PostgreSQL Monitoring in KloudMate helps you observe the health, performance, and behavior of your PostgreSQL databases by collecting metrics and logs using the KloudMate Agent powered by OpenTelemetry. This enables centralized monitoring of PostgreSQL instances running on AWS EC2, Azure Virtual Machines, or on-premise servers.

PostgreSQL Integration using KloudMate Agents

Section titled “PostgreSQL Integration using KloudMate Agents”

With PostgreSQL Monitoring enabled, KloudMate collects telemetry that provides visibility into:

  • Database health and performance metrics
  • Locks, deadlocks, and query behavior
  • Slow queries through log analysis
  • Resource usage at host level
  • PostgreSQL server logs

This visibility helps identify performance bottlenecks, long-running queries, locking issues, and availability problems.

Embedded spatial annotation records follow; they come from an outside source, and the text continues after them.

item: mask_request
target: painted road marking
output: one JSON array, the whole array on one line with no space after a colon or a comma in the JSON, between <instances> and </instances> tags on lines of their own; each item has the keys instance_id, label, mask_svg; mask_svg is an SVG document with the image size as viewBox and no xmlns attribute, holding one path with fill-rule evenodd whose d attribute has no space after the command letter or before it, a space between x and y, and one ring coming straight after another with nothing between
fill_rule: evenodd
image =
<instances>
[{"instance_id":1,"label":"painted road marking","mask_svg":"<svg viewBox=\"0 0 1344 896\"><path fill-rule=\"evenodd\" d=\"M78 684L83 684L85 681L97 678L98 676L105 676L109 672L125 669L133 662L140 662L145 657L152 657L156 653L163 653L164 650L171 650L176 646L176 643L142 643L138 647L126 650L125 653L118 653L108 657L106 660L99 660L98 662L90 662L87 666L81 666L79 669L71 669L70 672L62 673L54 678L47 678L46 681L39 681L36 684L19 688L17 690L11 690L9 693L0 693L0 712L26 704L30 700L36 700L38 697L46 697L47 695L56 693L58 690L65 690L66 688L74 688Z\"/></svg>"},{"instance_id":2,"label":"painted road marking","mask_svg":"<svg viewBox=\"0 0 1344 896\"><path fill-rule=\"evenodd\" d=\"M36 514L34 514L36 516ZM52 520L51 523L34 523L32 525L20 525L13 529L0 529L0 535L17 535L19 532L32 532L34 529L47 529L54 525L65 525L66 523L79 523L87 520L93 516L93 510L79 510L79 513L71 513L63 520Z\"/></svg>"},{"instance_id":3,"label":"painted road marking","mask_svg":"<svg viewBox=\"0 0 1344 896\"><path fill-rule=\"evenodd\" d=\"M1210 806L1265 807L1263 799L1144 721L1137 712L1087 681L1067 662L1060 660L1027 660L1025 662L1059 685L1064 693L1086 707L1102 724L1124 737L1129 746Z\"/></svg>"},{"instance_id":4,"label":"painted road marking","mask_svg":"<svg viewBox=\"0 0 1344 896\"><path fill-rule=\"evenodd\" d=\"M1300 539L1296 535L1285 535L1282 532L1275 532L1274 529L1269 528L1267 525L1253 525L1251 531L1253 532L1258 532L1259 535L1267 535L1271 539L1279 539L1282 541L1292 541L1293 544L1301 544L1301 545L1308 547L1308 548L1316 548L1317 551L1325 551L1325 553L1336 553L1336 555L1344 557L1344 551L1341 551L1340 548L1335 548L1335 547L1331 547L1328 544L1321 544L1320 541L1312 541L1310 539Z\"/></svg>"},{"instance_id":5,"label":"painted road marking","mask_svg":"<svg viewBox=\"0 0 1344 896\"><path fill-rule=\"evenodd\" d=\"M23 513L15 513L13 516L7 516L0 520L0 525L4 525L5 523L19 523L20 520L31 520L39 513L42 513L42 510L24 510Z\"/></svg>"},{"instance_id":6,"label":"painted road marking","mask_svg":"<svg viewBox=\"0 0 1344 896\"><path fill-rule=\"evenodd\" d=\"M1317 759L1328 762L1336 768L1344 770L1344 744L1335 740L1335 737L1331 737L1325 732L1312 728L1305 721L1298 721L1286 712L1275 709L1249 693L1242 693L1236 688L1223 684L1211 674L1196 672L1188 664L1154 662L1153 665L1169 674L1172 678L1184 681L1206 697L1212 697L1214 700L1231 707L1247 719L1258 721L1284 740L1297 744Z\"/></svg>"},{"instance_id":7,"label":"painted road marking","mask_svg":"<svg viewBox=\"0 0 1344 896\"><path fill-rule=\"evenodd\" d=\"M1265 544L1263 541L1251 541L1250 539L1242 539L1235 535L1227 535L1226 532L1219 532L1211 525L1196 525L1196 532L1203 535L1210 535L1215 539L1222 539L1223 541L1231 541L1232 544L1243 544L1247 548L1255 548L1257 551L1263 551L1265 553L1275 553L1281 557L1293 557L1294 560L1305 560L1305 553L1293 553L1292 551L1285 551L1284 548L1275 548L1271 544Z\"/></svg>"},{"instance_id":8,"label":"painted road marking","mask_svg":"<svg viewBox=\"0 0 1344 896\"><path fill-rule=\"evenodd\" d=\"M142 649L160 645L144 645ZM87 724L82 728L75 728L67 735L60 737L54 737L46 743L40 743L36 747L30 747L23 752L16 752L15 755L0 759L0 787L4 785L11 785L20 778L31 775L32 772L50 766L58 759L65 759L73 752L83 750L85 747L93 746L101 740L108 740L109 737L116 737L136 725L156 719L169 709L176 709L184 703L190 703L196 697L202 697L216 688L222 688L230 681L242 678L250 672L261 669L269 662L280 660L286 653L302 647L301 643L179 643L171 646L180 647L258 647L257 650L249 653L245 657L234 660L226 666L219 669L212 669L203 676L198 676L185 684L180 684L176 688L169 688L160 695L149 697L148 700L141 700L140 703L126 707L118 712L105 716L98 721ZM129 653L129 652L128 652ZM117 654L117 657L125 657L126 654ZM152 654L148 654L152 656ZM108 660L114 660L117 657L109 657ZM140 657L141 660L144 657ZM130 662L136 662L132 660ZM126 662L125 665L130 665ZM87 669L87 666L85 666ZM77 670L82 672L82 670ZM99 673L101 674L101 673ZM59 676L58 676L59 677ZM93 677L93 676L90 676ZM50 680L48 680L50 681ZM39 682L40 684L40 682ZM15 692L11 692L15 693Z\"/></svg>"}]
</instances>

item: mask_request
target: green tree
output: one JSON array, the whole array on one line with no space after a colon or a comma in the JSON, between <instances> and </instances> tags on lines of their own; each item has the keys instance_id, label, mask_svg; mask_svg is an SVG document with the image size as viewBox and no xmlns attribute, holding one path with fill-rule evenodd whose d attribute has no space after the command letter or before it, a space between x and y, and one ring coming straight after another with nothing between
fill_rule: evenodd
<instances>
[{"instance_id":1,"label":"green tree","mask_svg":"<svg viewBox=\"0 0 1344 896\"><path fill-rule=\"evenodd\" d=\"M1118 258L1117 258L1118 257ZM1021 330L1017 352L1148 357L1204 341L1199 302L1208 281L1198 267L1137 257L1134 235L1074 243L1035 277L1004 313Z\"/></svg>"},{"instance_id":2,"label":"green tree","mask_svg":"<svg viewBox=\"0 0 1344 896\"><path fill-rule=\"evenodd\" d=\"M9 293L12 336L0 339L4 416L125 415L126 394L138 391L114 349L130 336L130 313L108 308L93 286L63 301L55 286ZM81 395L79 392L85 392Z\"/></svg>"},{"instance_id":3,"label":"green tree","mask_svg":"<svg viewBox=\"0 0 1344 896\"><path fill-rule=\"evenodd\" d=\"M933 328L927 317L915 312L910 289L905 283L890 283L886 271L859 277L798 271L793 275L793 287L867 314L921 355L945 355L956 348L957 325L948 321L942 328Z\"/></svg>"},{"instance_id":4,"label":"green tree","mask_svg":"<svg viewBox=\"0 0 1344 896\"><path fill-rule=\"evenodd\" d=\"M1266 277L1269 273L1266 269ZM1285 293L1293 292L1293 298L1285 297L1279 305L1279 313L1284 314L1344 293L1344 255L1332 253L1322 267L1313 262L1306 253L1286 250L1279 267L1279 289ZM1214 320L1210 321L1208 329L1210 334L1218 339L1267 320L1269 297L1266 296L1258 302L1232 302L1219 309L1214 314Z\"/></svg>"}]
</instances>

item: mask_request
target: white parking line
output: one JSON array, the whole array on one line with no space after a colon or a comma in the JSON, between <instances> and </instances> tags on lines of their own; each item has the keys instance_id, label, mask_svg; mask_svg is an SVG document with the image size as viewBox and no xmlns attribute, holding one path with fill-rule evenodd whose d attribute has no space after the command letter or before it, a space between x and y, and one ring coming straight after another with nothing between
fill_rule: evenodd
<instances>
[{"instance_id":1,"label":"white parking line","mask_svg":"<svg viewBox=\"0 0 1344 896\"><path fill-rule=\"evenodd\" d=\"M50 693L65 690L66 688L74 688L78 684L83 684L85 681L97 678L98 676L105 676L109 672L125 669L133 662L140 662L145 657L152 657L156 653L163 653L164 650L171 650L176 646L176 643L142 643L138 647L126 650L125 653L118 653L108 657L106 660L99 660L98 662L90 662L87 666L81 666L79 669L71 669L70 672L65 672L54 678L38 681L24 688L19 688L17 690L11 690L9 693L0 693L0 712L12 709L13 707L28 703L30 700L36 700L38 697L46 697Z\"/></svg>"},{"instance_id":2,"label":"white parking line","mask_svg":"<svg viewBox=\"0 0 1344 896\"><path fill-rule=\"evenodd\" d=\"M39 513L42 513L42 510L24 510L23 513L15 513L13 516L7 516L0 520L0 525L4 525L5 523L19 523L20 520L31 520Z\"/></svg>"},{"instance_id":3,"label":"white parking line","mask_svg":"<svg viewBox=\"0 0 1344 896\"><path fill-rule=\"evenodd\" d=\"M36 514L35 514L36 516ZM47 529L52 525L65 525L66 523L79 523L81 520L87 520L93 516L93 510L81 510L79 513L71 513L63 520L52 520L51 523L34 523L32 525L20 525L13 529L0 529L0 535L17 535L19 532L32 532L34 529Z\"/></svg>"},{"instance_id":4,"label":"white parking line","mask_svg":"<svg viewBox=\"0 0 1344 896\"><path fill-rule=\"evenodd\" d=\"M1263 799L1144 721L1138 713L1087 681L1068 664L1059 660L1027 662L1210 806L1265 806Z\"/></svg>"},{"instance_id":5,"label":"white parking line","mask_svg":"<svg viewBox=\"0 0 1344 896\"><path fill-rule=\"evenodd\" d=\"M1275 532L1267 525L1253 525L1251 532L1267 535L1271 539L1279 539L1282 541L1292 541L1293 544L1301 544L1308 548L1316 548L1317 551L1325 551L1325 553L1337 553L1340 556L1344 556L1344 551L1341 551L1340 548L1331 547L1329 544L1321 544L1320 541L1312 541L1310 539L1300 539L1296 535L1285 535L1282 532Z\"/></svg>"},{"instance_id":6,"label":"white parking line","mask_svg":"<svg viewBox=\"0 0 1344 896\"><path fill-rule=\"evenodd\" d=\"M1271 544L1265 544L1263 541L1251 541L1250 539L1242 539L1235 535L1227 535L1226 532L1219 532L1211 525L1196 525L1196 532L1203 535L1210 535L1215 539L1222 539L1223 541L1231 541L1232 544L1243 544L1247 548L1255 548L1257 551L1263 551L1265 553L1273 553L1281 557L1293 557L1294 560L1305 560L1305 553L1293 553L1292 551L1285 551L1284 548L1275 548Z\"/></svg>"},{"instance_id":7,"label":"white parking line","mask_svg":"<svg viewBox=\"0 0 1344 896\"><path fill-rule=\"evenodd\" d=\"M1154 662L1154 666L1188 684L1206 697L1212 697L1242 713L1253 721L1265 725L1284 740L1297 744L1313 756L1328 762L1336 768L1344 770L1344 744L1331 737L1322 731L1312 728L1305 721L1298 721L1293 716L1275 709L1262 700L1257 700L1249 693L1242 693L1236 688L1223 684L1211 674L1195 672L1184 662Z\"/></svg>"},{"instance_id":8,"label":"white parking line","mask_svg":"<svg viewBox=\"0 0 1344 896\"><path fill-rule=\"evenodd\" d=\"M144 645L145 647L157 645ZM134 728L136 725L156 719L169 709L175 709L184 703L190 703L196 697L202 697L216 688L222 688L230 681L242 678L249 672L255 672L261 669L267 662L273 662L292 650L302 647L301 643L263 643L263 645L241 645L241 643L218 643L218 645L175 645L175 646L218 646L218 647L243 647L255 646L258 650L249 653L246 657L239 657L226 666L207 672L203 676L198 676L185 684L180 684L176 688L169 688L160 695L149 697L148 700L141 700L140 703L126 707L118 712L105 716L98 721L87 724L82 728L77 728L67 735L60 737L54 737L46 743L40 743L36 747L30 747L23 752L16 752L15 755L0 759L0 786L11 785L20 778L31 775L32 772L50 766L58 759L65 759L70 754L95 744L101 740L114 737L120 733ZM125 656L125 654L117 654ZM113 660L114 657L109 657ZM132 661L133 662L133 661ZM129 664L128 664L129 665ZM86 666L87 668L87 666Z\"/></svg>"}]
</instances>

Before configuring PostgreSQL Monitoring, ensure the following:

  1. Refer to PostgreSQL documentation for supported versions
  2. Monitoring user must have SELECT permission on pg_stat_database
  3. PostgreSQL is installed and running
  4. KloudMate Agent installed on the PostgreSQL host
  5. PostgreSQL username and password
  6. PostgreSQL logging enabled in the server configuration

Step 1: Access Agents and OpenTelemetry Collector Configuration

Section titled “Step 1: Access Agents and OpenTelemetry Collector Configuration”
  • Log in to the KloudMate platform
  • Go to Settings → Agents
  • Select the agent running on the PostgreSQL host
  • Click Actions → Collector Configuration
  • YAML editor opens for configuration

image

Step 2: Add Required Extensions and Receivers

Section titled “Step 2: Add Required Extensions and Receivers”

Extensions

extensions:
  file_storage:
    create_directory: true

Receivers

Two receivers are used:

  • PostgreSQL Receiver – collects metrics
  • File Log Receiver – collects logs (general, error, slow queries)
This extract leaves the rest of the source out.